冬の雨③
そして、両チームがコート中央に集合して一礼する。
まず先鋒は、二中がメイで、三中がタッつんだ。
「おりゃァァァァァッッッ‼︎」
試合がはじまると、いきなりタッつんの雄叫びが会場中に響き渡る。
スゴい気合いだ。
そして意外なコトに、タッつんは以前見せていたようなだらけて不マジメだった印象がまったくなくて、むしろやる気を前面に押し出して別人のように清々しい剣道を見せていた。
――タッつん、強くなってる!
ワタシがそう感じたとおり、タッつんはメイとの身長差をものともせず果敢に攻めこみ、デタラメに感じていた所作も今ではピンと背筋が伸びて美しさすら感じさせるものだった。
ワタシは、ドキドキと胸が高揚して、タッつんから目が離せなくなっていた。
そして先鋒戦は、気合いで終始圧倒したタッつんにメイは面と小手を奪われ、2本負けしたのだった。
――メイ、動きが硬すぎたなぁ。いつもはあんなじゃないのに……
がっくりと肩を落として緒方先生の元へ向かうメイを見て、なぜか悲しい気持ちがこみ上げてしまう。
そして次鋒は、二中がツムで三中がカッシーだ。
この両者は秋の新人戦で2度対戦していて、団体戦では引き分けで、個人戦ではカッシーの一本勝ちという戦歴だ。
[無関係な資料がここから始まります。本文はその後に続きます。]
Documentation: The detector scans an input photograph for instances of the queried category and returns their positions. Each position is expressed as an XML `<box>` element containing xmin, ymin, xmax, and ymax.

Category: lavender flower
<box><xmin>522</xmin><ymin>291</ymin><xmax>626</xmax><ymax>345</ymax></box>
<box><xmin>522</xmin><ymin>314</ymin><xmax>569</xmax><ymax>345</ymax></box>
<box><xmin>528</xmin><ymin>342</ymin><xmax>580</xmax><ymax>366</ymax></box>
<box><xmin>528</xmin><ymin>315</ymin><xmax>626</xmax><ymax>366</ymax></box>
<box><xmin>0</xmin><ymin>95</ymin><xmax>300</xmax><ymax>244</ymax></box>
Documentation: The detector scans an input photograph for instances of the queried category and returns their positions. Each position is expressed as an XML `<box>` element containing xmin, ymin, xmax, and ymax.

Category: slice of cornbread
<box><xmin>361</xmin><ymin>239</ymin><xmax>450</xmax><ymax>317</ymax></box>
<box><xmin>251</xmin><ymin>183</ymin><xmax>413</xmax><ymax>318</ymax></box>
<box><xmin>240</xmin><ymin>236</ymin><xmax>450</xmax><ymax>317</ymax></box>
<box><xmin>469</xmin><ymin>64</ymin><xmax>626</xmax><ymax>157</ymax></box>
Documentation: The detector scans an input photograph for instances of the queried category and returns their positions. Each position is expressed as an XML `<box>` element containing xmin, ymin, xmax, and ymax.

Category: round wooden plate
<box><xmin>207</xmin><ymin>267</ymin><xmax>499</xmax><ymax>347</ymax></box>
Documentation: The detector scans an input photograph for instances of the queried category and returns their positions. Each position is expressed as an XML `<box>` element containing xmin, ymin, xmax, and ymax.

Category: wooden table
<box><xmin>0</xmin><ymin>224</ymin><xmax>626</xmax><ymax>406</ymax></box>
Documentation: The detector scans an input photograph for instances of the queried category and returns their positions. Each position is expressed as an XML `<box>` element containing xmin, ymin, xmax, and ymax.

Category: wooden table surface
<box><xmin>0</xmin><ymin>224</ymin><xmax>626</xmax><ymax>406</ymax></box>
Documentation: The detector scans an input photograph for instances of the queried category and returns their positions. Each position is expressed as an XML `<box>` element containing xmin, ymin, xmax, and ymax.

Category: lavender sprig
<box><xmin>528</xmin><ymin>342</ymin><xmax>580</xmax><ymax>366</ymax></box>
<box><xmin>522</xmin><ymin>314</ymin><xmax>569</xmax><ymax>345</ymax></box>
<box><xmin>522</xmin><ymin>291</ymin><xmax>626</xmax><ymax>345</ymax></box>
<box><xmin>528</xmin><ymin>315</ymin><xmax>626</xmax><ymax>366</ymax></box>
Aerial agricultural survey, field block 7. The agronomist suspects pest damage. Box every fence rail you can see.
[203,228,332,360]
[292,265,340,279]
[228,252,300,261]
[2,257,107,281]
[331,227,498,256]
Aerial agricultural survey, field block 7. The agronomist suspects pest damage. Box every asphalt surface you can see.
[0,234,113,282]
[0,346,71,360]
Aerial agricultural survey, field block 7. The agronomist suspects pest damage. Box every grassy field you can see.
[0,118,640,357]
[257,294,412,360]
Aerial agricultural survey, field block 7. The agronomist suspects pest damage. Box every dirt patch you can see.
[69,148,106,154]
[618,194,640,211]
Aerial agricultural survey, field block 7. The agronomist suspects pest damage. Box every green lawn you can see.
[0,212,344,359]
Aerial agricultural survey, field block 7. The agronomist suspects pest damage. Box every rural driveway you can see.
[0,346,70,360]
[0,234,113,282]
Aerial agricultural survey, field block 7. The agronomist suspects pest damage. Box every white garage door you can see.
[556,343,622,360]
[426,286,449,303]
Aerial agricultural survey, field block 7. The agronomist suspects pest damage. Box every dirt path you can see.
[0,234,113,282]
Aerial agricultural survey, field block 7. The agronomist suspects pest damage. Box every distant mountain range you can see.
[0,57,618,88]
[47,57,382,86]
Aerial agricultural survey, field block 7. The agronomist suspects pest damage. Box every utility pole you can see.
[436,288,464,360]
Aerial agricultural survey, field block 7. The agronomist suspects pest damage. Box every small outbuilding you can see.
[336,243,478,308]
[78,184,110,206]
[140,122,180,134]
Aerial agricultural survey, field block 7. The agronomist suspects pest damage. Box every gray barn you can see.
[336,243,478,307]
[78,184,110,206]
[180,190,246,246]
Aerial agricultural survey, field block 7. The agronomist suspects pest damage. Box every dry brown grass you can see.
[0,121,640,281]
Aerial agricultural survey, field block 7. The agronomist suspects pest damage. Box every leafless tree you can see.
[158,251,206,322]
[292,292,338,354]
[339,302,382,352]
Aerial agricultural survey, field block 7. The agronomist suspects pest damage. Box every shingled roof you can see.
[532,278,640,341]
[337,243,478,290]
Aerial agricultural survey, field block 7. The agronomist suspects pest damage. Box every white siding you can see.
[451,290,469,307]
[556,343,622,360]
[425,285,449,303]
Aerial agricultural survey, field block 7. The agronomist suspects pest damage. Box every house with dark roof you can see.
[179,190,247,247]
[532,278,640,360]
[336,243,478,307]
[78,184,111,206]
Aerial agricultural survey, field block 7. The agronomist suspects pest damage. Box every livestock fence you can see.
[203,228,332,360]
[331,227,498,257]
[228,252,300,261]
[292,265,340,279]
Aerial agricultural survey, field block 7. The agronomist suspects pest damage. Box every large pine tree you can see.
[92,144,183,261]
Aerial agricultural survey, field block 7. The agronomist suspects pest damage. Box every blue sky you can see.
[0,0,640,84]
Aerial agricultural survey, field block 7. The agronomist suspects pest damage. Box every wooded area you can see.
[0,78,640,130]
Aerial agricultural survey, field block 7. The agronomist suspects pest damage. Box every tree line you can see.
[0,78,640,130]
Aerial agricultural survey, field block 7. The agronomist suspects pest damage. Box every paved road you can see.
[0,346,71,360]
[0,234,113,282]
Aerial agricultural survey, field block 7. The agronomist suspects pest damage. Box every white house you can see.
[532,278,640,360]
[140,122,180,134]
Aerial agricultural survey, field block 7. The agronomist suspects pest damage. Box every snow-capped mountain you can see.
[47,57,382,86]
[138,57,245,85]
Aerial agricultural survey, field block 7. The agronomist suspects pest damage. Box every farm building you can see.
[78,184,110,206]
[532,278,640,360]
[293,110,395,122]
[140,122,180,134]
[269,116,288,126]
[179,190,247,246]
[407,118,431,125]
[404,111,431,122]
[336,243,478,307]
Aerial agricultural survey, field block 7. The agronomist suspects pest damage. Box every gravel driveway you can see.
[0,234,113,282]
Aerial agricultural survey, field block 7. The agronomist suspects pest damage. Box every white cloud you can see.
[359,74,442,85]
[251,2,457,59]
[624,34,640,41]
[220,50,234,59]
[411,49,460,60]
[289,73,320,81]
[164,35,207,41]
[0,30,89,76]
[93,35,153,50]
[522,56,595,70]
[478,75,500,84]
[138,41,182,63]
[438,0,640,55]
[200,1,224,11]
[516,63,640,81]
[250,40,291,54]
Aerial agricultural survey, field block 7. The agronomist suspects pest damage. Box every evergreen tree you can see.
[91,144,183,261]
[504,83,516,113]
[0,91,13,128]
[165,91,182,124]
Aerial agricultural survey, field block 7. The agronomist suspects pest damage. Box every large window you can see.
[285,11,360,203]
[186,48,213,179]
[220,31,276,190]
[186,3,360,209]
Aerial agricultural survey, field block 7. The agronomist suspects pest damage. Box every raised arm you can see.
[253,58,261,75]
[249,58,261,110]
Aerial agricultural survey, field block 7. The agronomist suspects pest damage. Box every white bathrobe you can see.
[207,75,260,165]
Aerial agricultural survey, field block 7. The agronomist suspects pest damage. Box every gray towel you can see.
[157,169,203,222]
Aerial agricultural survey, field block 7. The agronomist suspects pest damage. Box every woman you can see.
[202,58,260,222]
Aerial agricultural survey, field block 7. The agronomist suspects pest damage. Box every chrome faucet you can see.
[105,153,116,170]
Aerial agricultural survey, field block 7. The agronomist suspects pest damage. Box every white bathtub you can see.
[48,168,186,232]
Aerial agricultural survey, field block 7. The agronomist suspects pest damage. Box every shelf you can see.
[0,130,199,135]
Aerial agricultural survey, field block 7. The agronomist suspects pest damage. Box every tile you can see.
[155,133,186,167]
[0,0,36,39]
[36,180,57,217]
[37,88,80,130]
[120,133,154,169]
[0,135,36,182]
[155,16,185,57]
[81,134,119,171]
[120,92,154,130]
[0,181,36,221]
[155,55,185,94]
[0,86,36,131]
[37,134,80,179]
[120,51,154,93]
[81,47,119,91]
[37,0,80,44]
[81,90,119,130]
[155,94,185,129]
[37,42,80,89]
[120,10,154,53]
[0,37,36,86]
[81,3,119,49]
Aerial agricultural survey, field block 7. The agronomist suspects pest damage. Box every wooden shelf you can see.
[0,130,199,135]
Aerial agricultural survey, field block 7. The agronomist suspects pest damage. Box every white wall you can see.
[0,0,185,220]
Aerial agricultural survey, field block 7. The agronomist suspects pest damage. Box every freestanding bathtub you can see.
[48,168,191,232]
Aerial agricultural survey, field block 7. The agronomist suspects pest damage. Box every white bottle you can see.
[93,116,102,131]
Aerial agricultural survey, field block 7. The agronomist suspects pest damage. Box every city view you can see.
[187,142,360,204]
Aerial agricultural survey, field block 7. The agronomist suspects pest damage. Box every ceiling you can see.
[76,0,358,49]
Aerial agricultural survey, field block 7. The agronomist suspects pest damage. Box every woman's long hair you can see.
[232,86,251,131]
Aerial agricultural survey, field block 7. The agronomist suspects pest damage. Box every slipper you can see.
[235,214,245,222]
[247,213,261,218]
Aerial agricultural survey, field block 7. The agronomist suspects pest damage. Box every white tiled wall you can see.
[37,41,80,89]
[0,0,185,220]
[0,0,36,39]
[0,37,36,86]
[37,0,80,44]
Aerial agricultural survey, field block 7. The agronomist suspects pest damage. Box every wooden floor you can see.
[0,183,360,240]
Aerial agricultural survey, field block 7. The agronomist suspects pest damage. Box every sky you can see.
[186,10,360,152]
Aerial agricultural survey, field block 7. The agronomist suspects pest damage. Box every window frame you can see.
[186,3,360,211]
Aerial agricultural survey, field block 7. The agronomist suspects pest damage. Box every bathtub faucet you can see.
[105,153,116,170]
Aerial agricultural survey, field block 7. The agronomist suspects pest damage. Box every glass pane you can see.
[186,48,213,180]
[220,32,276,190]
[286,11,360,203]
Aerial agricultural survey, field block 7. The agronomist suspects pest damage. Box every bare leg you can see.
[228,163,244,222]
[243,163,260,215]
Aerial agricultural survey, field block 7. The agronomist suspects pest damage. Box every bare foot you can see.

試合がはじまると、ツムは持ち前のスピードで積極的に切りこんでいく。
だけどカッシーはそれに惑わされるコトなく、実に冷静にいなしていく。
――カッシーって、こんなに強かったんだ……
ワタシは対戦したコトはなかったけど、相手の動きをよく見て瞬時に対応する彼女の戦い方は、どこかシーコを彷彿とさせた。
――こんなに強いヒトが、まだいたんだ……
相手の動きを先読みして繰り出される応じ技――
わずかな隙さえ見逃さない、猛禽のような瞬撃――
カッシーの一挙手一投足に、ワタシの目は完全に奪われていた。
そして、それとは別に気になったのはツムだ。
一見いつもと変わりないように見えるけど、動作のひとつひとつに迷いのようなものが散見して、本来の冴えが鳴りをひそめているように感じられるのだ。
結局試合は、終始ツムが攻め続けたものの、中盤に面を取られてそのまま一本負けを喫してしまった。
――違う……。いつものツムじゃない
ワタシが感じたその違和感のようなものは、ツムだけじゃなかった。
中堅のトモっちも――
副将のアッキーも――
2人とも引き分けに終わったけど、いつもの力を発揮できていれば充分に勝てるハズだった。
そして大将のシーコでさえも――
彼女は胴を2つ取って2本勝ちこそしたけど、途中危うい場面があったりと終始動きに冴えがなく、あの目が覚めるような一閃は鳴りをひそめてしまっていた。
ワタシは……あんなに憧れて勝ちたいと切望していたシーコからでさえも、ドキドキを感じるコトができなかった。
三中との試合結果は、1-2で二中の敗北。
スコアだけ見れば接戦なんだけど、その数字以上に両者の間には大きな差があったようにワタシは感じられた。
――みんな、心がバラバラだ……
まるで、ワタシの胸の中に渦巻くモヤモヤが伝播したかのように、今日のみんなの姿から輝きを感じるコトが出来なかった。
――なんで?
やる気のなくなったワタシがいなくなれば、みんな前を向いて稽古に集中できると思ったのに。
――ワタシがやめたから?
不意にそんなコトを考えてしまう。
みんなはワタシを引き止めようとしてくれた。それは、本気でワタシを必要としてくれていたから?
だとしたら――
――ワタシが……壊したんだ
ざわざわと、胸の中でモヤモヤとしたものがうごめき出すと、どうにもならない焦燥とイラだちに突き動かされて、ワタシはその場を離れた。
まだ試合は残っているけど、とても冷静に見ていられるような心境じゃない。
ワタシは、一刻も早くこの今にも爆発してしまいそうな衝動を解消しなければならないのだ。